In February 2015, an experiment called Drops was held in public. Based on sounds borrowed from the application Bloom imagined by the British musicians Brian Eno and Peter Chilvers. Echoes of sounds created by each participant touching the screen of their telephone are repeated on the phones of others. On June 21, 2015, during IRCAM’s ManiFeste festival—and pour the fête de la musique—a “live interactive performance” with the Parisian DJ and producer, Chloé, was held in the Palais Royal garden.

“I played my music live, diffused by loudspeakers that filled the space,” she explains. “But before the performance, I had composed and recorded 4 sound loops that the audience, connected to the project’s Web page, could play and modulate during specific times throughout the performance by touching their phone screen in different ways or by moving the device.” If we add that Chloé herself could send sounds to the audience-members’ phones and control the spatialization of these sounds, we understand the experience of the event, co-created by the audience, was different for each participant. For Norbert Schnell, being able to appropriate a part of the sounds Chloé played, before or after they appear in her music, completely changes the musical experience. An installation at the Gaîté lyrique for the exhibition Paris Musique Club in October of the same year was a continuation of this concept.
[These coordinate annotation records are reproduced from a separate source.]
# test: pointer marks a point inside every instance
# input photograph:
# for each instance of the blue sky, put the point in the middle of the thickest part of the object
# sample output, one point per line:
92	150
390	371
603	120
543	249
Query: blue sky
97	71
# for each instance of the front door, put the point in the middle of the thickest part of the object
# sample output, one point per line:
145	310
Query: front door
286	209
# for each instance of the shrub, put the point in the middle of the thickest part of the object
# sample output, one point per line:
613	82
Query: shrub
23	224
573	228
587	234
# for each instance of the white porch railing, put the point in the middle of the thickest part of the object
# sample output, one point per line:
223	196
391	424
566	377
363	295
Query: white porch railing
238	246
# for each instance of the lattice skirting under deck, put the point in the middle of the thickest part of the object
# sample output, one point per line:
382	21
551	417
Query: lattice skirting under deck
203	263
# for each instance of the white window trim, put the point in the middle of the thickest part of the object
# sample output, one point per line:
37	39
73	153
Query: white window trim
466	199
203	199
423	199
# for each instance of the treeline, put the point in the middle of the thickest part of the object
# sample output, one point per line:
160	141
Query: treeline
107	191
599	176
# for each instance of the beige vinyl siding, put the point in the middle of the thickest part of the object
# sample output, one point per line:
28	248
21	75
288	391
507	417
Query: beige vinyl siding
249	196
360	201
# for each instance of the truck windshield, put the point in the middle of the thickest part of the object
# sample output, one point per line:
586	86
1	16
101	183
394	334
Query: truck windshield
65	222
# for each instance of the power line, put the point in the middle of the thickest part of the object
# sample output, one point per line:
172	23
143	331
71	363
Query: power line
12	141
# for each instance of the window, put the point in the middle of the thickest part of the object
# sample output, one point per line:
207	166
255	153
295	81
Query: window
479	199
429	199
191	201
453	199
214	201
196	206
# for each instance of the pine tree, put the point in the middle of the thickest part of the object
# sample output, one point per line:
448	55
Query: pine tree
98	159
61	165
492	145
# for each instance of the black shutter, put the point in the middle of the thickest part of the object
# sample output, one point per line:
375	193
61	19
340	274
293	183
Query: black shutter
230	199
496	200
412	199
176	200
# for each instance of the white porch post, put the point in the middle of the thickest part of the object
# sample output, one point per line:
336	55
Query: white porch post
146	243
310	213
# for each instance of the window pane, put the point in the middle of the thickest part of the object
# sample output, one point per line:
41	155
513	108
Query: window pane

Of course these experiments on cutting-edge research and technology are not yet accessible to everyone: only the latest iPhones and Androids support Web Audio API. But the limited life expectancy of these devices will quickly resolve that issue. The Interaction Sound Music Movement team is ready to work with artists who imagine music, but also other systems, gameplays, that make use of the audience’s actions in an artistic and poetic process.

Le jongleur Jérôme Thomas devient instrumentiste

Dels dos principis, premiered on September 30, 2015 during the Musica Fesival in Strasbourg, was written by the French composer Henry Fourès for a unique septet: one of the musicians is the juggler Jérôme Thomas (the other instruments are more habitual: flute, clarinet, piano, percussions, violin, and cello). His instrument: juggling balls equipped with motion sensors developed by the Interactions Sound Music Movement team at IRCAM, connected to computers and electronic sound-generating systems via WiFi. Listeners become—more here than in other concerts—spectators.

“When I juggle, I write visual space in its pure essence, without adding anything. Here, I offer the spectator a transfer from his ears to his eyes; it’s a big responsibility that requires perfect juggling,” says Jérôme Thomas.